Ни одно из этих сочинений при жизни автора напечатано не было. Лишь в 1859 г. благодаря заботам И. И. Пущина и других декабристов в Лейпциге появилось первое издание его «Обозрения проявлений политической жизни в России». Через два года «Обозрение...» было перепечатано в Лондоне во второй книге герценовского «Исторического сборника Вольной русской типографии» (см. 70, 157).
В России попытку опубликовать сочинение Фонвизина предпринял в 1884 г. историк В. И. Семевский в журнале «Русская старина». Однако цензура пропустила лишь отдельные фрагменты; набор был рассыпан, ибо, как отметил Семевский на полях верстки, министр внутренних дел «граф Д. А. Толстой объяснил, что печатать неудобно». Семевскому принадлежит также первое биографическое исследование о самом декабристе.
Умер Михаил Александрович Фонвизин 30 апреля 1854 г. в своем подмосковном имении Марьино через одиннадцать месяцев после возвращения из сибирской ссылки.
Глава II. Против тиранства и суеверия
Первая половина XIX в. — время интенсивного развития русской социологической и философской мысли, появления новых идеологических течений, зарождения и формирования революционно-демократической идеологии.

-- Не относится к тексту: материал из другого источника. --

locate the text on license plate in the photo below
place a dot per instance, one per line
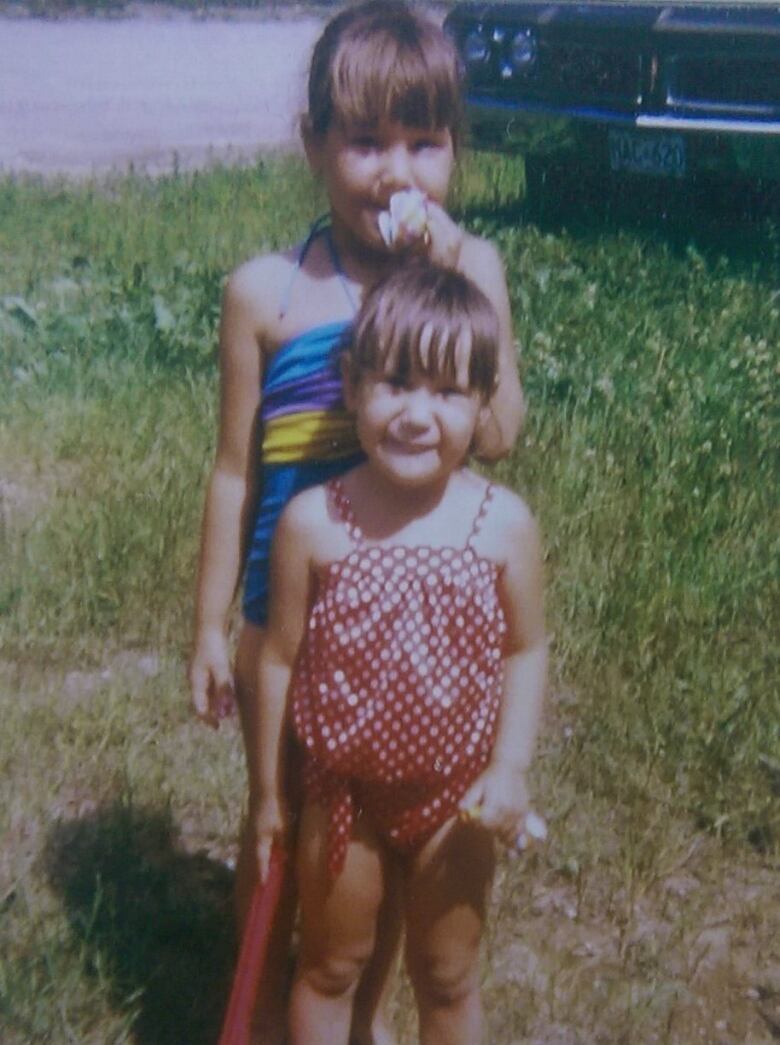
(647, 154)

Россия переживала эпоху буржуазной ломки феодально-крепостнических учреждений; рушились старые схоластические нормы мышления и церковные моральные устои, разбивались святоотеческие авторитеты и правовые предписания. Зарождалась новая жизнь, складывались новые традиции, новые общественные идеалы и стремления. Декабризм был их первым теоретическим выражением и первым же практическим опытом их реализации. Он отразил в себе самые противоречивые идейные тенденции, сложившиеся в русском общественном движении 20—40-х годов XIX в.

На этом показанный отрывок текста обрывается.